Phyllopsora glaucella

Scientific classification
- Kingdom: Fungi
- Division: Ascomycota
- Class: Lecanoromycetes
- Order: Lecanorales
- Family: Ramalinaceae
- Genus: Phyllopsora
- Species: P. glaucella
- Binomial name: Phyllopsora glaucella (Vain.) Timdal (2008)
- Synonyms: Lecidea breviuscula var. glaucella Vain. (1926); Phyllopsora corallina var. glaucella (Vain.) Brako (1989);

= Phyllopsora glaucella =

- Authority: (Vain.) Timdal (2008)
- Synonyms: Lecidea breviuscula var. glaucella , Phyllopsora corallina var. glaucella

Species of lichen

Phyllopsora glaucella is a species of squamulose (scaly) lichen in the family Ramalinaceae. The lichen forms mats of tiny green scales with small brown fruiting bodies and was first described from Mexican collections in 1926. It is distributed across tropical and subtropical America, ranging from Florida through the West Indies to Argentina.

==Taxonomy==

The lichen was first scientifically described by the Finnish lichenologist Edvard August Vainio in 1926, as a variety of the species Lecidea breviuscula. Lois Brako transferred the taxon to Phyllopsora in 1989 (still with varietal status). Einar Timdal promoted it to full species status in 2008. The holotype originates from Mirador, Veracruz, Mexico.

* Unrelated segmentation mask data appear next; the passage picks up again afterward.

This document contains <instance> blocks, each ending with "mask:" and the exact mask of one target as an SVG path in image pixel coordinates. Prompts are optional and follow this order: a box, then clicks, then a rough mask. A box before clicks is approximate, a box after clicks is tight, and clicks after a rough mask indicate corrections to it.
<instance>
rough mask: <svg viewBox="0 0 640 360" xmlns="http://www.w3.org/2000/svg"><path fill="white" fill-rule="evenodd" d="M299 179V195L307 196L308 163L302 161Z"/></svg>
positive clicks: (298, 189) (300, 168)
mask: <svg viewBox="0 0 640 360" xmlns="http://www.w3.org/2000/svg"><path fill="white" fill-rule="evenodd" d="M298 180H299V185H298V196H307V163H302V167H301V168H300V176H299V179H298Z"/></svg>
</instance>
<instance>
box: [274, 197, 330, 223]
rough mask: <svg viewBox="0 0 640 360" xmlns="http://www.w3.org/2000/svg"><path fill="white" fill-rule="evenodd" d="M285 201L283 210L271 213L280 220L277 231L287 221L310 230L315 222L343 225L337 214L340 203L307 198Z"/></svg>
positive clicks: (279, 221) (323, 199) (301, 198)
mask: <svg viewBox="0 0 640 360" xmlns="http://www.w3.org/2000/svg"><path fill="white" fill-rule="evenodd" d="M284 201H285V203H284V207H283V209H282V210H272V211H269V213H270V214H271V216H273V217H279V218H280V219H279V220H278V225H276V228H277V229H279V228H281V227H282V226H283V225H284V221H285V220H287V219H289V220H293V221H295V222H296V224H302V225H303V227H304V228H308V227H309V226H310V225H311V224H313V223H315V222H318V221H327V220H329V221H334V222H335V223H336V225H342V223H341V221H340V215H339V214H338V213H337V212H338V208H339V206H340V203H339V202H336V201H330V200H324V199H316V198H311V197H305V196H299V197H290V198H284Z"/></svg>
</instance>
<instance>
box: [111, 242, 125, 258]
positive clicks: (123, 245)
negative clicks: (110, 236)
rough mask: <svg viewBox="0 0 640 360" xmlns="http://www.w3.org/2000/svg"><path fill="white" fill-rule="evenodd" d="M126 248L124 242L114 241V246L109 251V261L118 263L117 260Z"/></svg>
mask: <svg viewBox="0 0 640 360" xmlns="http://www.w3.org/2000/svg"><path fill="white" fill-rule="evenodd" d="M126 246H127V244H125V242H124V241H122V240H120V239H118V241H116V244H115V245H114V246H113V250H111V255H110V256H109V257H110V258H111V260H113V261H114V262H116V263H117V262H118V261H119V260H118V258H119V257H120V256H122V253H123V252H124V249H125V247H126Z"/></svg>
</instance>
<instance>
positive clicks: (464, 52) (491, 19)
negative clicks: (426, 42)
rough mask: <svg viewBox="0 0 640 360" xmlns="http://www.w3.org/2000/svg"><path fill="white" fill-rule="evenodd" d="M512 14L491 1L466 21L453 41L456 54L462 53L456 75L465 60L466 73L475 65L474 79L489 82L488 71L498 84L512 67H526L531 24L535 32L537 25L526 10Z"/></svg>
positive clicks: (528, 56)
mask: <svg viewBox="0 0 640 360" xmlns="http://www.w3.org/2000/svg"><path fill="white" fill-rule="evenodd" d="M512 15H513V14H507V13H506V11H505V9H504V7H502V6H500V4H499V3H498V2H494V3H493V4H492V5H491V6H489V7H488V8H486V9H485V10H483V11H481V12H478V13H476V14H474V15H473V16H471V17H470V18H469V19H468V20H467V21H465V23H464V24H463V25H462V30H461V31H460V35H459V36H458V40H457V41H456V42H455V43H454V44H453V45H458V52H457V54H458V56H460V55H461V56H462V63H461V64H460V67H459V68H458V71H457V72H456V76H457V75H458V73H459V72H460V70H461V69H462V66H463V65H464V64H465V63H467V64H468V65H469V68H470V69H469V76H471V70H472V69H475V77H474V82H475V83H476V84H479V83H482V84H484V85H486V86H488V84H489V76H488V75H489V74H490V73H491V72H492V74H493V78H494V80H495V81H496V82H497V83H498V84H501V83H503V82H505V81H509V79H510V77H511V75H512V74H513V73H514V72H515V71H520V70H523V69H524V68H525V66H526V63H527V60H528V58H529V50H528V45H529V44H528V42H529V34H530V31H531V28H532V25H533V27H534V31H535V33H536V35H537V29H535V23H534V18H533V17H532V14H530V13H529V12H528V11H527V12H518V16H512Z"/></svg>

Timdal separated P. glaucella from the P. corallina complex on both chemistry and morphology: the type contains the lichen substances vicanicin and norvicanicin, and it differs in squamule size, thickness, isidia form and attachment, and ascospore size. He found no trace of argopsin in the holotype and noted that a Peruvian specimen previously labeled as P. corallina var. ochroxantha (chemical strain III) in fact contains vicanicin and norvicanicin and belongs to P. glaucella.

==Description==

The thallus (lichen body) of P. glaucella forms an effuse mat of tiny green squamules (minute, leaf-like scales) up to about 0.5 mm wide. Squamules begin scattered and later become contiguous or overlapping; they are rounded to somewhat elongated, shallowly notched to incised, flat to slightly convex, and edged by a faintly hairy margin. A (a peripheral rim of fungal tissue) is well developed and reddish brown. Isidia (minute outgrowths that break off to spread the lichen vegetatively) are scattered to common, arise along squamule margins, and are typically long and simple. The outer "skin" (upper cortex) is relatively thick (about 25–30 μm) and lacks crystals. The internal tissue of the lichen, the medulla, contains crystals that dissolve in potassium hydroxide solution and give negative standard spot test reactions (PD−, K−).

Fruiting bodies (apothecia) are common, small (to about 1 mm), and medium brown. They range from round and flat when young to irregular and strongly convex later; the margin is the same color or slightly paler and often finely hairy. Internal tissues are pale and lack crystals. Spores are narrowly ellipsoid, non-septate, and about 6.5–9 × about 2.5 μm. No pycnidia (asexual fruiting structures) were observed in this species. The main substances are vicanicin and norvicanicin.

==Habitat and distribution==

Phyllopsora glaucella is known from Florida (USA), Mexico, the West Indies, and South America south to Argentina; Timdal reported it as new to Peru. A Peruvian collection comes from Department of San Martín (Cerro Blanco) at roughly 1,200 m elevation.